GDP in the second quarter was up by an annual 1.5%, and on September 5th the government’s statisticians said that leading indicators pointed to “a reinforcement of the prospects for growth”. The previous week, they had sounded a less positive note, reporting that the unemployment rate had risen from 11.2% in June to 11.3% in July. But even that held a kernel of promise. The unemployment rate measures the proportion of job-seekers out of work, and in July some 115,000 Italians became job-seekers. Not all found jobs, which is why the unemployment rate went up. But those who did pushed the total number in work to more than 23m for the first time since 2008. Italians, in other words, seem to be more hopeful that there are at last jobs to be had.
The entrepreneurial can look forward to easier credit too. A state bail-out in July of Italy’s oldest and shakiest bank, Monte dei Paschi di Siena, coupled with the rescue of two lenders in the Veneto region, has left Italy’s troubled financial sector looking healthier. Its wellbeing should improve as banks start selling off a mountain of bad loans weighing on their balance sheets. Italy’s caretaker prime minister, Paolo Gentiloni, was on hand at the forum to mop up congratulations. His government has also engineered a sharp fall in the number of migrants crossing the Mediterranean from Libya.
Problems nevertheless remain. Even if the new, rosier forecasts prove correct, the Italian economy will still be a drag on the euro zone as a whole. Latest figures show the single-currency area growing at an annual 2.2%. Still, the gap between Italy and the euro zone as a whole is narrowing.
A labor reform package brought in by the previous government of Matteo Renzi relied heavily on providing employers with financial incentives to give workers steady jobs. Those incentives ran out last year. A sharp rise in the proportion of employees on fixed-term contracts points less to labor-market flexibility than to employers relying on easily disposable and under-trained employees. Juvenile unemployment remains a painful 35.5%.
There are external threats too.

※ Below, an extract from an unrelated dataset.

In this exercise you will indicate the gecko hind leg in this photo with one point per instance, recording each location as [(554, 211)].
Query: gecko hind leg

The strength of the euro is bad news for a country that exports a lot outside the euro zone. When the European Central Bank eventually stops buying government bonds, the cost of refinancing Italy’s huge public debt (a whopping 132.6% of GDP at the end of 2016, one of the highest in the EU) will rise.
Marcello Messori, of LUISS university in Rome, sees the large debt, which also cramps the government’s ability to stimulate the economy, as one of Italy’s two most important handicaps; the other being low productivity. An encouraging number of Italian firms are at the cutting edge of technological innovation. But, he says, their knowledge diffuses only slowly to the rest. In some cases, that is because the bosses of small, often family-run, companies are wary of raising capital for innovative investment and so losing control. In others, the resistance comes from big companies that find it easier to seek out cosy arrangements in an economy with a big overlap between the private and public sectors.

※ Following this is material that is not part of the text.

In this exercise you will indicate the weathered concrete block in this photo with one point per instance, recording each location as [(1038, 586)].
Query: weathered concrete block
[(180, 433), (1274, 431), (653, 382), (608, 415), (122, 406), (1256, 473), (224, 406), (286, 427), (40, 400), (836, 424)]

How willing Italy’s politicians will be to shake up those arrangements remains to be seen. Unless they can agree on a new electoral law before the general election, which has to be held by next May, the most likely outcome is a hung parliament, with either a minority government or a grand coalition of left and right, neither of which looks likely to pass radical structural reforms. Keep that prosecco on hold.